International observers?
This calls to mind Humphrey Bogart's Fred C. Dobbs facing the gang of Mexican bandidos in "The Treasure of the Sierra Madre":
Dobbs: "If you're the police, where are your badges?"
Chief bandido: "Badges? We ain't got no badges. We don't need no badges!"
We may assume Mr. Putin would say the masked Russians patrolling Ukrainian Crimea are "international observers."
As of this week, it's official. Vladimir Putin has turned Barack Obama totally into Jimmy Carter.
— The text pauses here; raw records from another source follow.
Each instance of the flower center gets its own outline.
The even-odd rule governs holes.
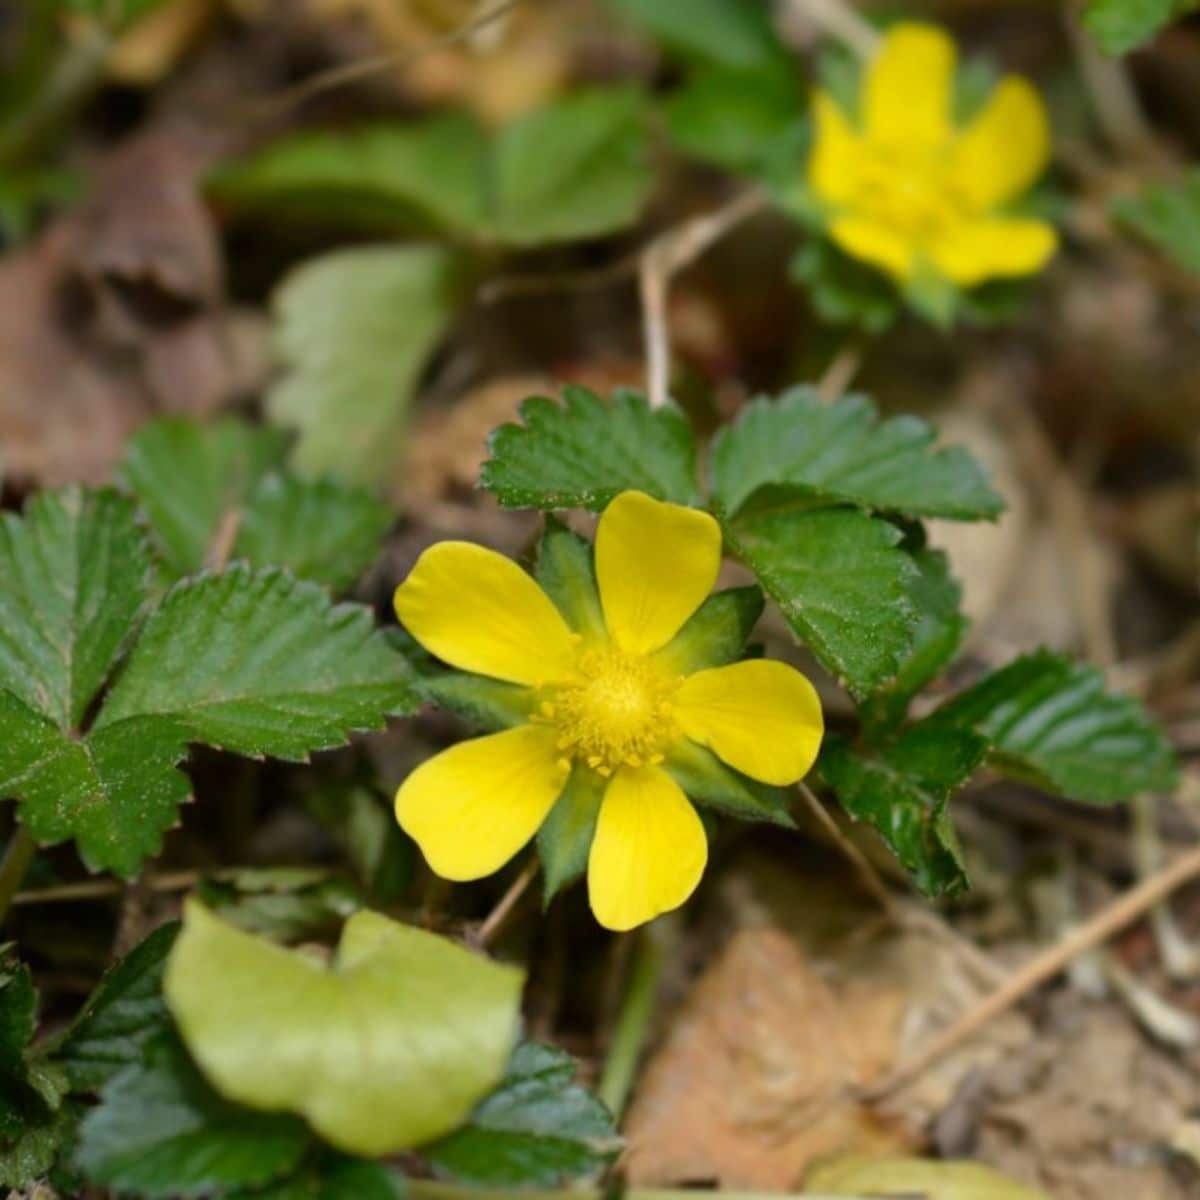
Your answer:
[[[662,762],[676,734],[671,697],[678,685],[644,657],[613,646],[588,650],[576,679],[547,690],[535,720],[557,728],[565,758],[611,775]]]
[[[858,212],[903,237],[928,242],[969,215],[948,156],[937,147],[906,147],[903,152],[874,146],[860,166]]]

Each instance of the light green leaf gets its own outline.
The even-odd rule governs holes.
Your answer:
[[[909,1200],[1050,1200],[1039,1188],[1015,1183],[976,1162],[850,1155],[815,1167],[806,1186],[828,1196],[877,1196]]]
[[[324,1151],[294,1175],[228,1200],[404,1200],[404,1181],[382,1163]]]
[[[1128,54],[1196,8],[1196,0],[1090,0],[1083,23],[1106,54]]]
[[[269,1183],[294,1170],[312,1142],[295,1117],[223,1100],[173,1034],[151,1040],[104,1085],[79,1133],[75,1165],[89,1183],[147,1200]]]
[[[534,575],[576,633],[588,638],[607,636],[591,543],[555,517],[546,518]]]
[[[962,588],[950,574],[940,550],[922,549],[913,554],[920,574],[910,591],[919,614],[912,647],[896,677],[863,704],[864,722],[874,731],[899,724],[909,701],[958,652],[969,622],[959,609]]]
[[[319,941],[363,907],[353,884],[322,867],[223,871],[196,896],[223,921],[274,942]]]
[[[849,325],[878,334],[900,315],[900,296],[887,277],[823,236],[804,240],[788,263],[788,274],[827,325]]]
[[[224,523],[286,451],[280,431],[232,417],[209,424],[163,417],[129,439],[118,476],[150,518],[171,582],[205,565]]]
[[[786,57],[767,6],[757,0],[616,0],[647,33],[680,54],[728,67]]]
[[[972,730],[924,721],[874,753],[828,737],[817,769],[846,812],[874,827],[917,887],[938,896],[967,886],[946,808],[986,752],[987,739]]]
[[[1174,752],[1141,705],[1048,650],[993,671],[935,716],[988,738],[996,770],[1074,800],[1115,804],[1175,783]]]
[[[1114,218],[1185,271],[1200,275],[1200,167],[1113,200]]]
[[[620,1144],[608,1109],[575,1082],[570,1056],[525,1042],[467,1123],[422,1154],[477,1187],[554,1188],[594,1177]]]
[[[635,88],[576,92],[519,118],[495,143],[495,236],[536,246],[632,225],[654,186],[649,157]]]
[[[193,901],[165,992],[223,1095],[302,1114],[336,1148],[381,1156],[449,1133],[500,1082],[521,986],[520,971],[377,913],[346,922],[326,967]]]
[[[691,675],[707,667],[736,662],[742,657],[746,639],[762,610],[763,594],[759,588],[714,592],[655,653],[654,661],[676,675]]]
[[[537,702],[537,692],[524,684],[465,671],[431,671],[420,676],[419,686],[426,699],[489,733],[524,725]]]
[[[576,766],[537,834],[544,876],[542,895],[549,904],[563,888],[587,870],[588,852],[608,780]]]
[[[711,750],[681,738],[667,753],[663,770],[693,800],[743,821],[792,826],[787,793],[726,766]]]
[[[696,496],[696,446],[678,409],[653,410],[636,392],[606,404],[583,387],[563,404],[538,396],[521,405],[521,425],[502,425],[479,482],[508,508],[599,512],[636,488],[688,504]]]
[[[63,732],[77,726],[129,636],[149,568],[134,506],[115,492],[42,492],[23,516],[6,513],[0,689]]]
[[[725,527],[733,552],[822,665],[863,696],[891,679],[912,645],[912,559],[886,521],[814,509]]]
[[[52,1043],[52,1060],[65,1071],[72,1091],[97,1090],[137,1062],[150,1037],[169,1029],[162,976],[178,933],[179,924],[172,921],[135,946],[105,973]]]
[[[268,475],[250,496],[233,557],[278,564],[345,591],[374,562],[395,514],[362,488]]]
[[[333,605],[286,571],[235,564],[167,594],[93,736],[169,718],[194,741],[303,760],[416,703],[407,665],[367,609]]]
[[[275,293],[287,373],[267,397],[295,429],[294,465],[380,483],[397,461],[409,398],[459,291],[441,246],[358,246],[311,259]]]
[[[880,421],[866,396],[825,404],[812,388],[760,398],[713,442],[713,495],[735,513],[762,489],[764,504],[844,502],[916,517],[975,521],[1003,501],[983,468],[955,446],[934,449],[920,417]],[[761,499],[761,497],[760,497]]]
[[[415,847],[396,823],[391,796],[353,782],[318,784],[308,811],[341,847],[371,899],[395,904],[412,881]]]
We may quibble over the timeline.
Some might say it began when Mr. Obama whispered to then-Russian
president Dmitry Medvedev he'd have "more flexibility" after the 2012
election; others that it set in when the U.S. president took Mr. Putin's
offer to let Bashar Assad escape the bombing of his airfields for using
WMD against his own people.
"Carterization" has a specific meaning in
American politics. In 1980, Ronald Reagan delivered an August speech to
the Veterans of Foreign Wars convention in Chicago, just as he was
starting his campaign to unseat Jimmy Carter, trapped then in the
Iranian hostage crisis.
"The response
from the administration in Washington" to foreign threats, said Reagan,
"has been one of weakness, inconsistency, vacillation and bluff."
"Our
allies are losing confidence in us, and our adversaries no longer
respect us," he said. Our partners "are confused by the lack of a
coherent, principled policy from the Carter administration."